Malicious AWS Packages Deliver Malware Through JPEGs
The Phylum Research Team recently uncovered a sophisticated cyberattack targeting developers using the npm package registry. On July 13th, 2024, researchers identified two seemingly legitimate packages, clones of existing libraries, concealing malicious code within JPEG image files.
The deceptive npm packages, such as img-aws-s3-object-multipart-copy, mimic genuine libraries like aws-s3-object-multipart-copy on GitHub. These malicious versions have been subtly modified to include hidden scripts that execute harmful code during package installation.

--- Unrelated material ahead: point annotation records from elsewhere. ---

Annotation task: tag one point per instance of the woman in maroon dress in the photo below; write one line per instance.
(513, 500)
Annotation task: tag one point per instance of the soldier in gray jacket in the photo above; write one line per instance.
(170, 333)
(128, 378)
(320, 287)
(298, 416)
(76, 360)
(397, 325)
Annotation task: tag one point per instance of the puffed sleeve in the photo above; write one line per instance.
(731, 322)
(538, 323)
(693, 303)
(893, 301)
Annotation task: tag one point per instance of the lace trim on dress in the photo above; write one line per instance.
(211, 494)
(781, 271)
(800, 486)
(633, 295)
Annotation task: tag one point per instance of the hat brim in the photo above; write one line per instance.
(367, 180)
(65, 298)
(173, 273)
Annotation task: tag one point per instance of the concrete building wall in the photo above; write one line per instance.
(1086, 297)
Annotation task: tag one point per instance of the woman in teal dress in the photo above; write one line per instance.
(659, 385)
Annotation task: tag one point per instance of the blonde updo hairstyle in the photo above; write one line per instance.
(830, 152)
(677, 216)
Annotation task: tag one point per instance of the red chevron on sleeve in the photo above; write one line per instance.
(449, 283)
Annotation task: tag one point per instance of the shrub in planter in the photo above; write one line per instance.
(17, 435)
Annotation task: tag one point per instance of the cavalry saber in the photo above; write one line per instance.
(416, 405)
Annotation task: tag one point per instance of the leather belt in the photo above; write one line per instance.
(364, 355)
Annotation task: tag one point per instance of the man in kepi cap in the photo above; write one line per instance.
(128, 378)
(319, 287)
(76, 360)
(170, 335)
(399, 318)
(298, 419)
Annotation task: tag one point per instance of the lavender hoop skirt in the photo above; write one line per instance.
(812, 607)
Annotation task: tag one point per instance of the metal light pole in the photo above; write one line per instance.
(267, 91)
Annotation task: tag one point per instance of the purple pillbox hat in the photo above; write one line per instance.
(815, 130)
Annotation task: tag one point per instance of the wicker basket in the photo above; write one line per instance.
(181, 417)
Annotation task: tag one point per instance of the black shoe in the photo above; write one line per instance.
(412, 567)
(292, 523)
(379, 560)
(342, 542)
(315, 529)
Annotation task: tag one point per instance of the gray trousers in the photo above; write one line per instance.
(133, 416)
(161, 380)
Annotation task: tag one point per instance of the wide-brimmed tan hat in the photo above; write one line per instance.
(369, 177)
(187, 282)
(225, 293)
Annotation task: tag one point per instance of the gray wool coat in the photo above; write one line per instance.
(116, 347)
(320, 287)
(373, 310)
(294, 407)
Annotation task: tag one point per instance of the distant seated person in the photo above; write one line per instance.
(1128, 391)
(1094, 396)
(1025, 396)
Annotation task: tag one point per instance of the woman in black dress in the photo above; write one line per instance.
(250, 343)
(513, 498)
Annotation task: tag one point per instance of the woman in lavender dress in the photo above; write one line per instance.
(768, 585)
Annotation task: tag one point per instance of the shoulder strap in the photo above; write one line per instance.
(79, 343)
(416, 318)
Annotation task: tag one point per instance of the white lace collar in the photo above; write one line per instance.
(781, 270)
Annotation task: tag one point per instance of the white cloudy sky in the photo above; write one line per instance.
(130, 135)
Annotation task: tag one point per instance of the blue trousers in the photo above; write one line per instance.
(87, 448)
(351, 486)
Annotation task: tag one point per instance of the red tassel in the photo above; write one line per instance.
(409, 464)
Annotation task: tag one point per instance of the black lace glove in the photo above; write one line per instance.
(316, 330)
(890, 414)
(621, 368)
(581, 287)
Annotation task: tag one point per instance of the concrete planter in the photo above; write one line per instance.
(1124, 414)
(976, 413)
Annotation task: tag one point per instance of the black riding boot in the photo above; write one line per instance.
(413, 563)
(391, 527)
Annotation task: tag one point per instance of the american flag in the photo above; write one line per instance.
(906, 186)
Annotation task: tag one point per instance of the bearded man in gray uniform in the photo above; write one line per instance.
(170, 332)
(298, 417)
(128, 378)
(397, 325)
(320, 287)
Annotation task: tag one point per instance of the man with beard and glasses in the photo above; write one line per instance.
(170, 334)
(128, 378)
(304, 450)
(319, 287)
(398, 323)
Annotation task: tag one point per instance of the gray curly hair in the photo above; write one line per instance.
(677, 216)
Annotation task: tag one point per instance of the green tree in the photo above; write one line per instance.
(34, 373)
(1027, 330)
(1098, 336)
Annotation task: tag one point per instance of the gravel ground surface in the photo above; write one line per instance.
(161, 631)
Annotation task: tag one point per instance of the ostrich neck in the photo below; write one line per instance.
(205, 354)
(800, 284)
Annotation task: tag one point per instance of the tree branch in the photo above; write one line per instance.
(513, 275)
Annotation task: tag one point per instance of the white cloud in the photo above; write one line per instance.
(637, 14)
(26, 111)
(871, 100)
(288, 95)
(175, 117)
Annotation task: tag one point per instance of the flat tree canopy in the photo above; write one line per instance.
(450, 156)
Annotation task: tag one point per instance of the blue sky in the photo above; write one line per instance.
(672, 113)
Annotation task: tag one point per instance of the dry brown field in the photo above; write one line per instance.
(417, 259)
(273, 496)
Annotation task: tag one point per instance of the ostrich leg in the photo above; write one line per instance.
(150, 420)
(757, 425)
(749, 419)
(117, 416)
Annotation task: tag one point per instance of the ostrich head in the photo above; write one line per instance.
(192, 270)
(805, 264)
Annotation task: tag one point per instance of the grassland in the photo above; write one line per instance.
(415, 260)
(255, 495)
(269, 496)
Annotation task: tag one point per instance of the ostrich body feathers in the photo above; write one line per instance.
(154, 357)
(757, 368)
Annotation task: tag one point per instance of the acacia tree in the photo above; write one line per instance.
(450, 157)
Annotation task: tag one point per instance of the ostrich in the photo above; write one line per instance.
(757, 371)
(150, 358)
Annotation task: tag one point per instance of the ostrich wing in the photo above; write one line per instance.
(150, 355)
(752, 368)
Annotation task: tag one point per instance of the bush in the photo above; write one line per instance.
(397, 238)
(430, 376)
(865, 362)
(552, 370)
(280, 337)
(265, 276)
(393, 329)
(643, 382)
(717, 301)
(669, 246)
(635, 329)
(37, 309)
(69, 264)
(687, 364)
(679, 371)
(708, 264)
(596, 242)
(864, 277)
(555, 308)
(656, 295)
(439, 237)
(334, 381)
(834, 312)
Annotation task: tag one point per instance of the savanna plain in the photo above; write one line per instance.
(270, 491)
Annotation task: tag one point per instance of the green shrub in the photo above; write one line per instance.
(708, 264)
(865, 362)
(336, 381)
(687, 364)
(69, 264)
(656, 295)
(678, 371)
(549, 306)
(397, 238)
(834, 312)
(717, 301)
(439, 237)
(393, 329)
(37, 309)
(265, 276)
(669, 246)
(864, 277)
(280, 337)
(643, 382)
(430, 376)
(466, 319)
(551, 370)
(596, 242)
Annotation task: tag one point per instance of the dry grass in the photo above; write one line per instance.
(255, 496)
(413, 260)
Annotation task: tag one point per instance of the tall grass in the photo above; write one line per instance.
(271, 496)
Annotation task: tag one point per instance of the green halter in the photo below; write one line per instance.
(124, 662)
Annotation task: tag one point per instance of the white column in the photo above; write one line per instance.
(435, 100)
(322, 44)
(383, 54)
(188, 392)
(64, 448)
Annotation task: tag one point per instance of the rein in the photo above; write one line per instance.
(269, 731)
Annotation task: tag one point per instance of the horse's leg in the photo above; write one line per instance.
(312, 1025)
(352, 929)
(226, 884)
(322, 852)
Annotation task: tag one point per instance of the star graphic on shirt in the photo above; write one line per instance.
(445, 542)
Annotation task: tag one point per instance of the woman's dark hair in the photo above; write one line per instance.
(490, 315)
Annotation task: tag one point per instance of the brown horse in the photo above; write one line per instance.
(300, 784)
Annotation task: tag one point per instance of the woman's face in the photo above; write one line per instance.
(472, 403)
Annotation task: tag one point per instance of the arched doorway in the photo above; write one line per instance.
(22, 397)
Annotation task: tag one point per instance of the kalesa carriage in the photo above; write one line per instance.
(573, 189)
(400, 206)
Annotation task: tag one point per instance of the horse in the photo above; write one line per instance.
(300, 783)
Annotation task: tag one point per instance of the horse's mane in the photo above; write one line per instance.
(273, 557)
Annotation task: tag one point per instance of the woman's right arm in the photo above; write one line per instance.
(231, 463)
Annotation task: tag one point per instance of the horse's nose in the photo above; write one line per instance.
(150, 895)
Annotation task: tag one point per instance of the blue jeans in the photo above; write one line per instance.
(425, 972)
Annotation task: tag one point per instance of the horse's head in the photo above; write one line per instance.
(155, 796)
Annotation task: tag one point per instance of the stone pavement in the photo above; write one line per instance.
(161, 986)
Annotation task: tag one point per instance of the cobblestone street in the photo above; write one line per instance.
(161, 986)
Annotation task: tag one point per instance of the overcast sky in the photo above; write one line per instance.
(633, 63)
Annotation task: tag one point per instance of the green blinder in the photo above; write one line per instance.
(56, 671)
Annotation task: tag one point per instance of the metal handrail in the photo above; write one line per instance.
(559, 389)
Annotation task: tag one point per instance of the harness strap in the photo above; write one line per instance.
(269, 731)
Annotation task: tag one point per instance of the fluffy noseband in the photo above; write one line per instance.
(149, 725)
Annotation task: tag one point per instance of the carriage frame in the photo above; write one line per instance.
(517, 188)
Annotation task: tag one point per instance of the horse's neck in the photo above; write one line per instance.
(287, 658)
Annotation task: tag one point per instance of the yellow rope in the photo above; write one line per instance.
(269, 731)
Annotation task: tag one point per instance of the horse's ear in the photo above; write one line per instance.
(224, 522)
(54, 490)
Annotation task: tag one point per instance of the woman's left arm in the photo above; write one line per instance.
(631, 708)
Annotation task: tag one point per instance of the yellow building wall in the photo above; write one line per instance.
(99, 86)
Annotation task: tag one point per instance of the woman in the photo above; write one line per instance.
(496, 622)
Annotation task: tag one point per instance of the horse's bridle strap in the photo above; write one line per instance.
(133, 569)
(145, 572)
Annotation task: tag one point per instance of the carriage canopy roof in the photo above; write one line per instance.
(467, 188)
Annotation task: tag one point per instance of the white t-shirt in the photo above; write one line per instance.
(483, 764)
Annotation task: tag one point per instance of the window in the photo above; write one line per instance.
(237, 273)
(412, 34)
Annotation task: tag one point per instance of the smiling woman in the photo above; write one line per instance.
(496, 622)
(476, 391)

Appears as logo2.jpg in the package
Upon analyzing the loadformat.js script within these packages, the Phylum team discovered a seemingly benign image analysis routine. This script reads each byte of an image file and converts specific byte values into characters, which are then appended to a variable named analyzepixels.
The script defines two functions, imagebyte and analyzePixels. If a variable convertertree is set to true (triggered if the image contains more than 2,000 valid bytes), imagebyte is set to analyzepixels, effectively executing the hidden script extracted from the image file. This execution could either send an empty POST request to cloudconvert.com or initiate the malicious code.
In this case, the embedded commands established a connection to a remote command-and-control (C2) server. The infected machine then became a puppet, awaiting further instructions from the attackers.
The JPEGs themselves held the key to the C2 communication, with each image containing a different set of commands. This stealthy approach allowed the attackers to maintain control over compromised systems, potentially executing arbitrary code and exfiltrating sensitive data.
These malicious packages remained available on the npm registry for nearly two days before being reported and removed. Developers and security organizations must remain vigilant and implement robust monitoring and verification processes for the open-source libraries they consume.